Contract economics and client pricing
Many outsourcing contracts are priced tightly. The source notes several economic frictions:
- Passing the $100,000 cost to clients faces pricing pressure and may be infeasible for many contracts.
- A single $100,000 charge can wipe out the economics of junior staffing models, where early-career engineers are placed on projects under close supervision.
- Firms may respond by hiring more experienced U.S.-based staff at higher wages. That could achieve the political aim of prioritizing resident workers while still raising costs for clients.
Comparison with U.S. tech giants
The source material highlights a contrast:
- In 2025, TCS and Infosys sharply reduced new filings, while Amazon and Google increased theirs.
- This does not mean Amazon and Google are immune — rather, their mix of roles, recruiting networks, and budgets may let them absorb or avoid the fee more easily than high-volume outsourcing firms.
Political arguments and criticisms
Supporters of tighter rules argue parts of the H-1B program invite misuse. The proclamation cites “systemic abuse” and a need to prioritize U.S. workers.
Critics counter:
- Blunt policy tools can punish employers who follow the rules.
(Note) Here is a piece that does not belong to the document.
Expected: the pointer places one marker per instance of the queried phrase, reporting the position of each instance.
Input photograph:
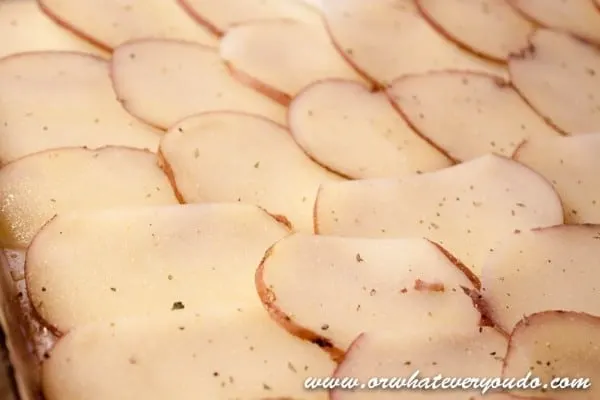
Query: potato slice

- They can harm U.S. customers and public services that rely on specialty workers, especially where domestic shortages exist.
One historical data point the source notes is prior approvals where outsourcing firms secured thousands of visas, including “over 5,000” in one case amid U.S. layoffs — a fact that fuels the political narrative on both sides.
Collection mechanics, accounting, and uncertainty
A critical open question is who pays and when the government will collect the fee. The source material states:
- Employers must pay the fee under U.S. Department of Labor rules.
- It is unclear whether collection will occur at:
- The petition stage,
- Visa issuance, or
- The port of entry.
That uncertainty creates problems for companies trying to predict cash timing, accounting treatment, and whether projects scheduled months ahead will suddenly become more expensive as teams are due to start.
Payment timing is unclear—whether at petition, visa issuance, or port of entry. Align cash flow, avoid project delays, and communicate potential price shifts to clients upfront.
Legal and political pushback
By December 2025, the source reports 20 states, led by California, sued the Trump administration over the fee. The states argue the fee would harm multiple sectors, including California schools hiring teachers.
Likely claims and downstream effects cited by the states include:
- Delayed hiring cycles
- Canceled contracts
- Shortages in hard-to-staff roles beyond Silicon Valley
Official resources and further analysis
USCIS has directed employers and workers to its official H-1B resources, including the overview page at:
https://www.uscis.gov/working-in-the-united-states/h-1b-specialty-occupations
Additional analysis from VisaVerge.com noted the narrow definition of “new” may spare many renewals but still hits the pipeline for new arrivals, which is where firms like TCS and Infosys historically refresh teams.
Bottom line
With the proclamation’s effective window already running, the immediate change is not a sweeping rewrite of immigration law but a price shock aimed at a slice of H-1B hiring.
For companies built around cross-border staffing, the $100,000 H-1B visa fee is more than another compliance cost — it is a direct test of whether their U.S. delivery model can survive when new entries suddenly become far more expensive.
The Sept. 19, 2025 proclamation imposes a $100,000 fee on certain new H-1B petitions filed from Sept. 21, 2025, through Sept. 21, 2026. USCIS narrowed the rule in Oct. 2025 to apply mainly to beneficiaries outside the U.S. or cases seeking consular/port-of-entry processing, exempting extensions and many renewals. The fee threatens Indian outsourcing firms like TCS and Infosys, sparked market declines, legal suits by 20 states, and uncertainty about collection timing and accounting implications.